The latter is exactly what I wrote in the part you snipped.  Indeed you'll need to read the data back from the target database in order to verify it (and take action when the verification fails). That is a bit more involved than just pushing data (one way) onto the target database and call it a day. You can only say that from a very high level functional perspective.

Still, you can ask yourself the question whether you'd actually need the second database for the IoT devices. What functionality does it add to the system? Why can't they connect with the intermediary directly and fetch data from the primary database through the intermediary?

[Nominal Animal]

Still, you can ask yourself the question whether you'd actually need the second database for the IoT devices. What functionality does it add to the system? Why can't they connect with the intermediary directly and fetch data from the primary database through the intermediary?

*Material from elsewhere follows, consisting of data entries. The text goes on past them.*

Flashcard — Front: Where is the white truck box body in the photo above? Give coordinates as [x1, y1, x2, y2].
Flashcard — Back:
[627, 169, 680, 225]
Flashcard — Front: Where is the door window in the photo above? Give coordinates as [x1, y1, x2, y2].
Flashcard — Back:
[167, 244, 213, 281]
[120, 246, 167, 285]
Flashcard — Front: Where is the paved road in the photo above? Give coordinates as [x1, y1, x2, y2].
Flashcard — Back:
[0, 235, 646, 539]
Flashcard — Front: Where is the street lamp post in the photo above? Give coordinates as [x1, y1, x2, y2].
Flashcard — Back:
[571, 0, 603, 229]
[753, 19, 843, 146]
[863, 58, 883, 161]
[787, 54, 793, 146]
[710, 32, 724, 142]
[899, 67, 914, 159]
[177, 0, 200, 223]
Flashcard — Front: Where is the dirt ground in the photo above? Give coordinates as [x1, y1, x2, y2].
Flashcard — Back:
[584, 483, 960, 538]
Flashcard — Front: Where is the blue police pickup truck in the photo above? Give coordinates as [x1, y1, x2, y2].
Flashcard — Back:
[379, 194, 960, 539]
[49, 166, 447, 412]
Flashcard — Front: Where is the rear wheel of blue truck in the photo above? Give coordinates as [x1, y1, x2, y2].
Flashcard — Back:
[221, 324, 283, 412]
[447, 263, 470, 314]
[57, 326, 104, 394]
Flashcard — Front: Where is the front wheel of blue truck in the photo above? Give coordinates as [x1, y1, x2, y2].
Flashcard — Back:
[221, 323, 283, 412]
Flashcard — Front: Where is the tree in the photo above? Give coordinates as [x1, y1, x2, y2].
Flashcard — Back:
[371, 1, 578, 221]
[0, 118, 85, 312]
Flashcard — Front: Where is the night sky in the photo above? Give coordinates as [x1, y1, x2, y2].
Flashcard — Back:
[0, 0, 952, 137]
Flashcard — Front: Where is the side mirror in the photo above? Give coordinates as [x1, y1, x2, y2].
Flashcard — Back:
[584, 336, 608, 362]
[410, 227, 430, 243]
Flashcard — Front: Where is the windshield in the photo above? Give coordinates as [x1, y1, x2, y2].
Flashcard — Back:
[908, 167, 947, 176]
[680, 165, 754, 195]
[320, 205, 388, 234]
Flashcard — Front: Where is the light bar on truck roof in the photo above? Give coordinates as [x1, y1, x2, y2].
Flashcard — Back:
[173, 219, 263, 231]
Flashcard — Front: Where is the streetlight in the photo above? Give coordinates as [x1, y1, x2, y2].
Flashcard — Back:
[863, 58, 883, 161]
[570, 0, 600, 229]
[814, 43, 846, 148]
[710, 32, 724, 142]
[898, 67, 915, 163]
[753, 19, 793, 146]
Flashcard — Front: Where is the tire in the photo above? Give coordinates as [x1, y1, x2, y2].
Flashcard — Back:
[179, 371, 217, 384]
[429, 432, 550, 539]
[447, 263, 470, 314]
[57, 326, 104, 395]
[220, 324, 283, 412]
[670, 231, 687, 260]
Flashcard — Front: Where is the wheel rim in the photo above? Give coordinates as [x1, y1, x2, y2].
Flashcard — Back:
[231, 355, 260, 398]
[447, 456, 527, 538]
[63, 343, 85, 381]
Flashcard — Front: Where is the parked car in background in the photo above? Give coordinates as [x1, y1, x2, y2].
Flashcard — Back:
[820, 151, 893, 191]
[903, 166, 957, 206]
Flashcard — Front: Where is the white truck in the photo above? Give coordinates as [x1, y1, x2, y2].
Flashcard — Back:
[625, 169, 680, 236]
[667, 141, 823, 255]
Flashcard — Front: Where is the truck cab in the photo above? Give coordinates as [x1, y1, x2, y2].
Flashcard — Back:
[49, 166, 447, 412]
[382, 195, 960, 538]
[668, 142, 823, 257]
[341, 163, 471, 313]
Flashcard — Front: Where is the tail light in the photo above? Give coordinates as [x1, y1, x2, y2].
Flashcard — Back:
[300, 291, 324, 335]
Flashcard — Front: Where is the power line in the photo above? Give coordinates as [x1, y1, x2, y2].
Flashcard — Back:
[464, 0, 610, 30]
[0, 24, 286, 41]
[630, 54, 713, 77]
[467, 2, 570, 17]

It provides privilege separation (principle of least privilege) in the case the IoT server is penetrated.  The separate database accessible from the IoT server limits the data that is exfiltratable in the case of full penetration of the IoT server.  It also helps avoid single point of failure.

Consider the case of the intermediary requiring updates.  Let's say that takes 15 minutes.  In your suggestion, that would mean the IoT server being down for 15 minutes.  In my case, it would mean changes in the payment database take effect on the IoT server 15 minutes (plus a bit) later.

Furthermore, consider the case where the IoT servers are geographically distributed across the world (or just a continent, if you prefer).  I for sure would consider the distributed replication of the full customer/payment database a huge risk, because there is no need.  Instead, I would only distribute the IoT service databases, with the intermediaries managing the data updates.  In the case of all IoT servers being breached, customers' payment information would be absolutely safe; additional systems not accessible by the IoT servers at all would need to be compromised for that.

(To make it clear: the intermediary is an automated process, with its own limited access to each database, which also provides an auditable trail of the changes it has applied.)